Playing at Homeless.

I have been masquerading as a tourist with some measure of success, but anyone possessed of even modest powers of observation would notice the telltae signs: spending a little too long in the restroom, emerging with a wet face and pockets bulging with stolen toilet paper. Or changing out of my shoes and into my flip flops while waiting for dinner in a Chinese restaurant. Charging a whole range of devices in a publicly-accessible power outlet, or even now, scribbling in my book on a bench outside of Publix, sipping a large Corona wrapped in a paper bag. Because tonight is the last night of my bicycling epic and the fourth time I have chosen to go without legitimate sleeping arrangements. But for a small copse of trees two miles back down Highway 27, where my hammock is strung between two of them, I have no home.

And this much I do know: that no matter how enjoyable I find it trying to live by my wits at the margins of this affluent consumer society, tomorrow night I have a bed to sleep in and a credit card should anything truly untoward happen. I have medical insurance and a valium if I find it overly difficult to sleep. And now I also have a newfound appreciation for just how difficult it must be for anyone who has to do this night after night, worrying about where to sleep or getting moved on, or how to get clean, or where the next meal is coming from. In other words, for the truly homeless.

Thursday, 17 March 2011

7:48am

Make that four out of four horrible nights spent trying to sleep in a hammock.
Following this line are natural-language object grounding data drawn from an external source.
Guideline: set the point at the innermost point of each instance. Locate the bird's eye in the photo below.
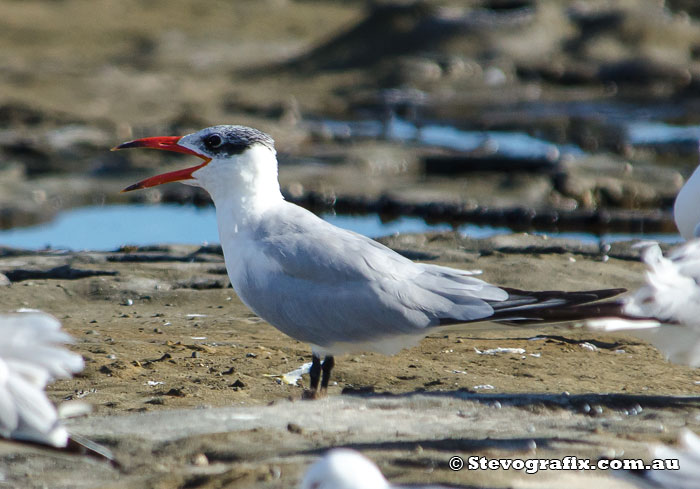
(213, 141)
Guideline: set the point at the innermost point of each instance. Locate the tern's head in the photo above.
(233, 155)
(344, 469)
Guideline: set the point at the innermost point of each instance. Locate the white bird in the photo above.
(30, 357)
(342, 468)
(670, 300)
(335, 289)
(686, 211)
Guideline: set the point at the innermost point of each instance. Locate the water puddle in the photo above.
(650, 133)
(512, 145)
(109, 227)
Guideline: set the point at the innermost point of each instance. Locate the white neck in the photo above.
(242, 187)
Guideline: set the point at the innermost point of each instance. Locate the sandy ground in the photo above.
(182, 378)
(160, 329)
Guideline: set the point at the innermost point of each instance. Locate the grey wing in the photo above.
(332, 285)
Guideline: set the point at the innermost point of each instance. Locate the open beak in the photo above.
(166, 143)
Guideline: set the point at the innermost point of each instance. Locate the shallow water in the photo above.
(507, 144)
(109, 227)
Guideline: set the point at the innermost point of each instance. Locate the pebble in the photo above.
(200, 460)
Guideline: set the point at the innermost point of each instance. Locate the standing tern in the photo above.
(30, 356)
(337, 290)
(670, 300)
(342, 468)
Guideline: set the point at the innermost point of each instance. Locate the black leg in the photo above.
(328, 364)
(315, 372)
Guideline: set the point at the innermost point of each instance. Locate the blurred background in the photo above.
(488, 116)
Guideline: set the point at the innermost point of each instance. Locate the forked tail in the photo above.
(552, 306)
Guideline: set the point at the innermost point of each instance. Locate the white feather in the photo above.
(30, 357)
(671, 296)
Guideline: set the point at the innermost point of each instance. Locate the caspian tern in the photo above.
(337, 290)
(30, 357)
(342, 468)
(670, 300)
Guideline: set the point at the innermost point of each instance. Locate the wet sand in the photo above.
(161, 331)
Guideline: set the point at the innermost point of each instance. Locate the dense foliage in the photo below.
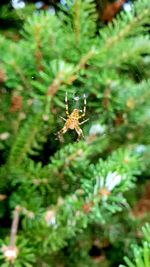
(72, 199)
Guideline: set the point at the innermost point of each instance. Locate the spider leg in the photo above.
(84, 108)
(80, 123)
(62, 131)
(66, 103)
(79, 132)
(62, 118)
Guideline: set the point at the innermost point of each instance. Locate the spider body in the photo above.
(72, 120)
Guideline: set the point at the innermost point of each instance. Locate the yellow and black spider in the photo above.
(72, 120)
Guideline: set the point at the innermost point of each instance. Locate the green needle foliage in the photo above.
(72, 195)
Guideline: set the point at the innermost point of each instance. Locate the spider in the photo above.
(72, 120)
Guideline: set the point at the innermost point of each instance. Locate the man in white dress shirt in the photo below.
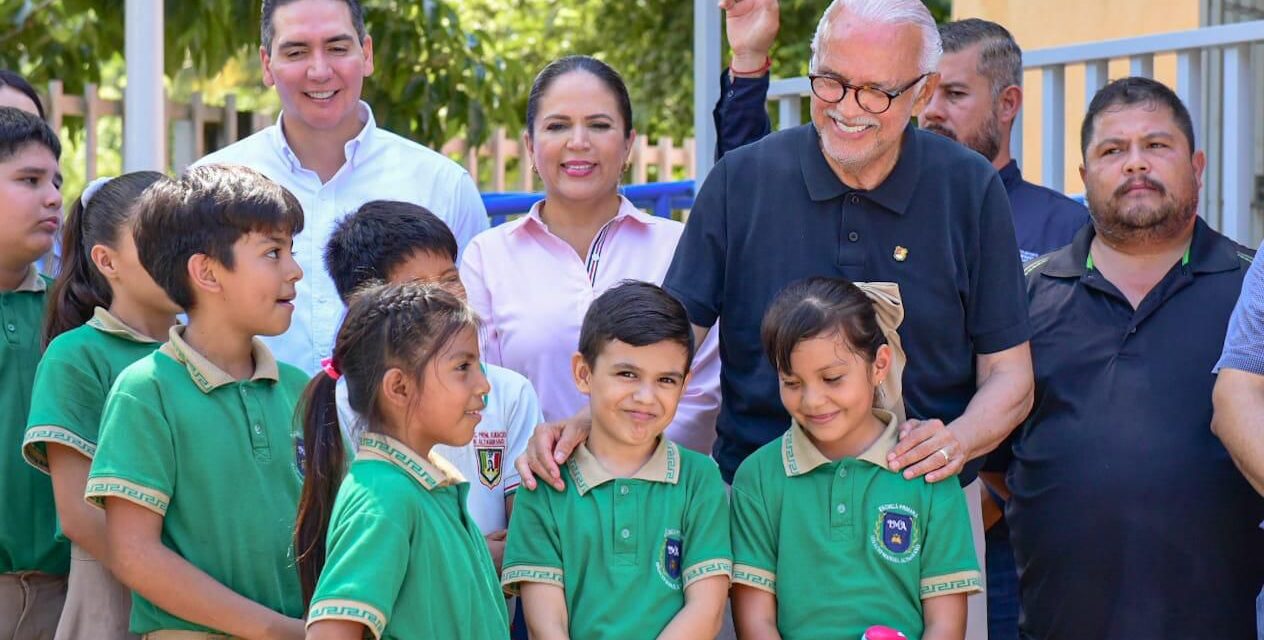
(328, 151)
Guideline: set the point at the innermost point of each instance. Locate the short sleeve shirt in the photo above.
(378, 166)
(772, 213)
(214, 457)
(403, 555)
(72, 381)
(511, 415)
(847, 544)
(1244, 342)
(532, 290)
(1118, 481)
(622, 549)
(29, 519)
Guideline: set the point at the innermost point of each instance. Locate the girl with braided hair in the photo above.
(391, 547)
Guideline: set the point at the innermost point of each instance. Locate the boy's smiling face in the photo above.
(259, 290)
(633, 391)
(30, 205)
(430, 268)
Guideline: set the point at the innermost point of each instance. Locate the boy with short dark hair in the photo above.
(212, 410)
(631, 547)
(33, 563)
(398, 242)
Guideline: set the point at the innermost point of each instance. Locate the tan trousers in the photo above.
(186, 635)
(30, 602)
(96, 603)
(976, 611)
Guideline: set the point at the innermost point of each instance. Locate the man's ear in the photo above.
(582, 372)
(204, 273)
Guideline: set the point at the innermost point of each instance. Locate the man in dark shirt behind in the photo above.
(1128, 516)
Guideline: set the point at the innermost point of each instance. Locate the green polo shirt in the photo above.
(847, 544)
(403, 557)
(215, 457)
(28, 526)
(71, 383)
(622, 549)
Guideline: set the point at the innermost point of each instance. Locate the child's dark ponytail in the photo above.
(324, 467)
(386, 326)
(92, 220)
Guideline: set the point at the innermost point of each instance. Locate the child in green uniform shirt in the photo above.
(637, 544)
(105, 313)
(396, 552)
(196, 464)
(33, 563)
(827, 540)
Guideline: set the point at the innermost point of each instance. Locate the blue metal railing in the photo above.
(657, 197)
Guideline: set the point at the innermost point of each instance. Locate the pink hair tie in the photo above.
(330, 369)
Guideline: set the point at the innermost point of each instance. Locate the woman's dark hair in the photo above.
(814, 307)
(80, 289)
(8, 79)
(387, 326)
(602, 71)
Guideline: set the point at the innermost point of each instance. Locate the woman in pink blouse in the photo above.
(532, 278)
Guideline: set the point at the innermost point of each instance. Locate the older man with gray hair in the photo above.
(863, 195)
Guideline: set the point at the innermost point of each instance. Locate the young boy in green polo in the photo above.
(637, 544)
(33, 562)
(196, 463)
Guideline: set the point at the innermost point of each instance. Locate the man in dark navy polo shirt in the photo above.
(977, 100)
(1128, 515)
(869, 199)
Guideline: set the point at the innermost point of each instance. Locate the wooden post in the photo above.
(665, 160)
(640, 162)
(498, 143)
(690, 158)
(90, 139)
(54, 109)
(525, 165)
(197, 115)
(230, 129)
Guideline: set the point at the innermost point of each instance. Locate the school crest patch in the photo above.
(671, 554)
(896, 533)
(489, 448)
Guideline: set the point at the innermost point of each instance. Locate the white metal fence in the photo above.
(1217, 75)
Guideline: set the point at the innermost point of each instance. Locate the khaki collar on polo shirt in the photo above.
(206, 375)
(664, 466)
(799, 455)
(33, 282)
(431, 473)
(105, 321)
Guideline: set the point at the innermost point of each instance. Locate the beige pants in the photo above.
(186, 635)
(976, 611)
(30, 603)
(96, 603)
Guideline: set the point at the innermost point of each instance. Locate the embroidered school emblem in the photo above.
(489, 448)
(896, 534)
(671, 554)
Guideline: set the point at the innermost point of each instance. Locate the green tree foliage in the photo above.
(435, 77)
(444, 68)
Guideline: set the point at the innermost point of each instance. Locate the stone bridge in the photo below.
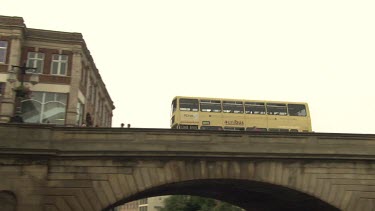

The takeaway lesson is to get yourself something a little more substantial than nylon between your rump steak and the fresh, dewy breezes of a Florida morning (it also helps if you don’t dream of being eaten by the local wildlife ). this morning proved to be a fairly surreal sequence: get up in the middle of nowhere, make yourself as presentable as you can via water splashed out of a bottle, descend to the road, locate the macdonalds (there is always a macdonalds), and find yourself plunged into a torrent of disney-bound tourists who take little notice of you once they have established that your funny outfit is in no way related to the Magic Kingdom.

at least the queues in macdonalds helped to limber them up for  more of the same. it did little to prepare me for my last 80 miles straight into the wind. i always had pictures of coming back from a thousand mile bike ride completely de-fatted, with incredible endurance and calves the size of…well, calves. today was categorical proof that most dreams tend stay that way (i.e. i’ve still got abdominal overhang and chicken legs). plus the ride was gruelling. and that has nothing to do with two guinness at lunchtime (since i’ve done that enough times) and a lot to do with a constant 15/20 mph easterly wind. thankfully, i discovered a biker bar on the outskirts of daytona that seemed to be frequented only by bikers over the age of sixty. unlike nearly anyone else i have met since Jackie MF Bowman, these guys seemed genuinely impressed that i had just cycled to key west and back, and even clubbed together two dollars to buy me a tin of Bud (although part of this may have been a sanity test. could i drink horsepiss from a can?). it turned into a mutual vehicle appreciation moment (one of the guys even confessed, unashamedly, to having an Indian Enfield stashed in his shed), and i left with a nice warm feeling that was definitely not drunkenness.
another 10 windy miles then I crossed the bridge over the halifax river and pulled into the same daytona beach shores from which i had departed 18 days ago. For whatever reason, it felt perfectly natural to press the buzzer and take a lift upstairs to see the family; who must have missed me, since they overcame a very natural horror of roadkill to give me a brief hug, before ushering me toward the shower….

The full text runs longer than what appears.